I used the bottom of my shirt to wipe sweat from my forehead when Jaq called, standing right there in the door. “You know you could just open the door and talk to me. Come out here. It’s nice.”
“No, I don’t want to. What are you doing?”
I opened my hand and cocked my hip, staring right at her. “I’m making a garden with a path. Remember? We talked about this last night. You told me you wanted flowers that attracted butterflies, pink roses, and red tulips.”
“I thought we were just counting Skittles because I had an anxiety attack.”
I opened my hands toward the sky, directing her to look at the beauty. “No, I meant it. Look at this area, these trees, the view of the lake, it’s perfect.”
“I want flowers there. The path should go over there.”
My eyebrows raised with a hint of aggravation and my hand directed her attention to the six feet of sod I had just shoveled from the ground. “What do you think this is?”
“Oh.”
“What? You don’t like it?”
“I just thought you would make it go that way.”
“There’s a ravine there. Do you want to jump over it every time you walk around your flowers?”
“I’m not going to walk on it, but if I was, I would.”
A deep breath of air filled my lungs, and I gave her what she wan
ted. I’d always do that. Why? Now that was the unanswered, stepped-over question. “Here?”
“Left.”
“Here?”
“One giant step left.”
“Here?”
“Yes, perfect.”
Keeping my annoyance hidden, I placed my foot on the shovel and my phone on an old tractor tire, a makeshift sandbox holding even more memories. If she wanted it to go this way, she could have said something two hours ago. I literally just sweated my bag off for nothing; to cover it back up, that’s it. After the fifth attempt to get past rocks, I picked up my phone and broke the news to Jaq.
“I can’t go that way. There’s a huge rock. How about here?” I questioned, my shovel stabbing into the dirt and my phone landing face down on the stump.

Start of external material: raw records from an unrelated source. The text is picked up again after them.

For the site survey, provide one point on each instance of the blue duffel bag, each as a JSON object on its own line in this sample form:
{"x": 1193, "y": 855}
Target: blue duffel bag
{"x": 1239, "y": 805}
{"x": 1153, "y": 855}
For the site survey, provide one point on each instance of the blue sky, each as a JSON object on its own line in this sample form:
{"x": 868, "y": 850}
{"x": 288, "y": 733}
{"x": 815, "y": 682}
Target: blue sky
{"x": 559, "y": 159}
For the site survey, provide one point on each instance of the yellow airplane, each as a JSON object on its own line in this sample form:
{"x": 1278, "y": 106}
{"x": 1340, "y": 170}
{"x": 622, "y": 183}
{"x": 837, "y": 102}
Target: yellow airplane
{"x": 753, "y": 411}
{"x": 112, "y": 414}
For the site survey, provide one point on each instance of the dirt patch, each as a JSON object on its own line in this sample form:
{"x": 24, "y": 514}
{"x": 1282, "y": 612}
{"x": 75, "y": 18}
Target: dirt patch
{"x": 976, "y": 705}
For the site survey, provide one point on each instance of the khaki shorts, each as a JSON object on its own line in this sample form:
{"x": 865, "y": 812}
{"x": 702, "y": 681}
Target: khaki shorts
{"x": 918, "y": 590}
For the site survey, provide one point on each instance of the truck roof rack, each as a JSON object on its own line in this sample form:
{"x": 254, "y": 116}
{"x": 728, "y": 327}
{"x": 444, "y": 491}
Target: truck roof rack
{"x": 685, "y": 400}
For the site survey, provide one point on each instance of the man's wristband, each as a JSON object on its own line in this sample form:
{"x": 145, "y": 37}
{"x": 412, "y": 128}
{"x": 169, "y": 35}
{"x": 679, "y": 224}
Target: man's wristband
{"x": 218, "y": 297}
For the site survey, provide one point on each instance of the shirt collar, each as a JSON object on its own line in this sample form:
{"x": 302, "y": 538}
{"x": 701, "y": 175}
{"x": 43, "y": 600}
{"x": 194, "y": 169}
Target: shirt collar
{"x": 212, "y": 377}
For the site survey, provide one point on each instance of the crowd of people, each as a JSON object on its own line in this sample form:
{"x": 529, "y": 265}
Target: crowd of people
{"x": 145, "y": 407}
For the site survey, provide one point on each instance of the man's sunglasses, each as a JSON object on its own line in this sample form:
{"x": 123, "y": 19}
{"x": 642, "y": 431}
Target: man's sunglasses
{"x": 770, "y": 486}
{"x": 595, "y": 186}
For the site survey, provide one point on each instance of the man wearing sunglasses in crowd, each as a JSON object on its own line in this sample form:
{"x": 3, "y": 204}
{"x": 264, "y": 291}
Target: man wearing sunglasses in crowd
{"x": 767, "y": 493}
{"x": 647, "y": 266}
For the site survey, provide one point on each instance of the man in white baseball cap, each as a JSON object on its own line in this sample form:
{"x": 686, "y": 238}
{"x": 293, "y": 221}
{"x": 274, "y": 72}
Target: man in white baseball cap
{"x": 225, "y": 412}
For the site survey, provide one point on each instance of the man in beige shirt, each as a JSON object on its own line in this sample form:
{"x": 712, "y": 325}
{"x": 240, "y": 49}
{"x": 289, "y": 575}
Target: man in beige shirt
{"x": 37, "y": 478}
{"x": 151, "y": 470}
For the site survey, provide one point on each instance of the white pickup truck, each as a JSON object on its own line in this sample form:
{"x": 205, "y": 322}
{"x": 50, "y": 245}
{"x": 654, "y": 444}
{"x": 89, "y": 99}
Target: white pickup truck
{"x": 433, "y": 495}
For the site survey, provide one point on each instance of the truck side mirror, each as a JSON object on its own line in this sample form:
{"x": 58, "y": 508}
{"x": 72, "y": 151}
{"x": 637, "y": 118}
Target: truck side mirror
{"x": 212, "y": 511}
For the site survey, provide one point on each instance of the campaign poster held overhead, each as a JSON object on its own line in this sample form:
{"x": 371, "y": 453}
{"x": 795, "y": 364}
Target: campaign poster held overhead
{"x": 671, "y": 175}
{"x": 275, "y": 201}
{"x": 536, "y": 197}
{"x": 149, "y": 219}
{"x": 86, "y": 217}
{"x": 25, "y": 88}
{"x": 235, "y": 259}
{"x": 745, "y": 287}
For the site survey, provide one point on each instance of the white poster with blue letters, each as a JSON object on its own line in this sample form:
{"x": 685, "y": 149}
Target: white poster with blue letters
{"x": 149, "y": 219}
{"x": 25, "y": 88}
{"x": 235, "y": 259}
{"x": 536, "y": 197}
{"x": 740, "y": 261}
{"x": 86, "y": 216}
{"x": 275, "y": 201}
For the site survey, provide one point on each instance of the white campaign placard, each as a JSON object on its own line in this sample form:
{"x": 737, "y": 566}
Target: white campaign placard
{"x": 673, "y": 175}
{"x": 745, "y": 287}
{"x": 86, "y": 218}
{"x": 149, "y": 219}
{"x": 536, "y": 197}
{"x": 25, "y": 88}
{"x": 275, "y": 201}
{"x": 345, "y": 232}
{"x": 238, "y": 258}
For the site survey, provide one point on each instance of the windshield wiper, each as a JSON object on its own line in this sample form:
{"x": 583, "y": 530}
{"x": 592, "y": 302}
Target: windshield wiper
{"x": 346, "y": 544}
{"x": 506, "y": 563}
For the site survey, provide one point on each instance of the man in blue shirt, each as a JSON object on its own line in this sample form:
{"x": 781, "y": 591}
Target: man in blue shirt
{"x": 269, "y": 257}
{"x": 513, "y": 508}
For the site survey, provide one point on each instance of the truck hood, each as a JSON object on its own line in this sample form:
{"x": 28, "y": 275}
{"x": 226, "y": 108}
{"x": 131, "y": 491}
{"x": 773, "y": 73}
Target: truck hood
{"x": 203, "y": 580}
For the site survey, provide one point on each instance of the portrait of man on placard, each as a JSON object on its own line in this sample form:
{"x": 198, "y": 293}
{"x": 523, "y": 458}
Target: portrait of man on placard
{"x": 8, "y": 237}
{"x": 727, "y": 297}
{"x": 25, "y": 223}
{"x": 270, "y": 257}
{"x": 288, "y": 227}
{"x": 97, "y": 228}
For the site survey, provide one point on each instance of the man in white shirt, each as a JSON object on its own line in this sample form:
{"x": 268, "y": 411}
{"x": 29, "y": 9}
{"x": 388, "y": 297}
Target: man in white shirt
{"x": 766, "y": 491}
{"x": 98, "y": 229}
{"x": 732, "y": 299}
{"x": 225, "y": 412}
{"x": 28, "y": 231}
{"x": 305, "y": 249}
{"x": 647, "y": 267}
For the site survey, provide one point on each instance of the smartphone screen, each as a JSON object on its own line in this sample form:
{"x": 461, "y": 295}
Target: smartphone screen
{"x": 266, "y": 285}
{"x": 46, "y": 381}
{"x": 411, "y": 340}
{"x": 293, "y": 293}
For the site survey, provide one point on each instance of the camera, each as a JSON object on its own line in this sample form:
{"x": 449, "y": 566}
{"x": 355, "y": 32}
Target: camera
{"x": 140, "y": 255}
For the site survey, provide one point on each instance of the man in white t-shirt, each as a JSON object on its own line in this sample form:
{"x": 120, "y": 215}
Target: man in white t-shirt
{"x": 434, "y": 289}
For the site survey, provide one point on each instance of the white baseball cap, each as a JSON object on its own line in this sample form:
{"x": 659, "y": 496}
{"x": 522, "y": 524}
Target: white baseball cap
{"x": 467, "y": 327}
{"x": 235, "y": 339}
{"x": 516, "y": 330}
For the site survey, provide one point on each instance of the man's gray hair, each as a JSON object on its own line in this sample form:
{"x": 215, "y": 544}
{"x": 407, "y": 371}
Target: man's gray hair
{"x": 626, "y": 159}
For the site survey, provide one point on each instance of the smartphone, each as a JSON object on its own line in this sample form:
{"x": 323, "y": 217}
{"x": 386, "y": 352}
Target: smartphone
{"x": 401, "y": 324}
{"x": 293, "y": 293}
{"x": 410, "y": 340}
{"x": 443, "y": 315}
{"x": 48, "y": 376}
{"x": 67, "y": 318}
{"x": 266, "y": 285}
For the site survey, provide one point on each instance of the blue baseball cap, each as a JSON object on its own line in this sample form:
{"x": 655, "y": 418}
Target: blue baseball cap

A distinct scraping noise shifted my attention from Jaq to the red brick, a confused feeling and a frown following. Wondering how it got there, I dug around it, finding another one and another, not just a few, a bunch. An entire walk way, but how? When? There was never anything like that here. My father built the house, and I was sure there was never a brick walk there, ever.
I quickly moved dirt with one swipe, wanting to see how far and where it led to. That’s when I remembered Jaq. “Do you see this?”
“Yes, I’ve been yelling your name for five minutes. That’s perfect. That’s exactly where I would do it.”
“No, it’s a brick road, Jaq. I didn’t do it. It’s already here, but I don’t know how it got here.”
“Maybe your mom did it.”
Letting that thought marinate for a moment, I discarded it. “No, she never came here.”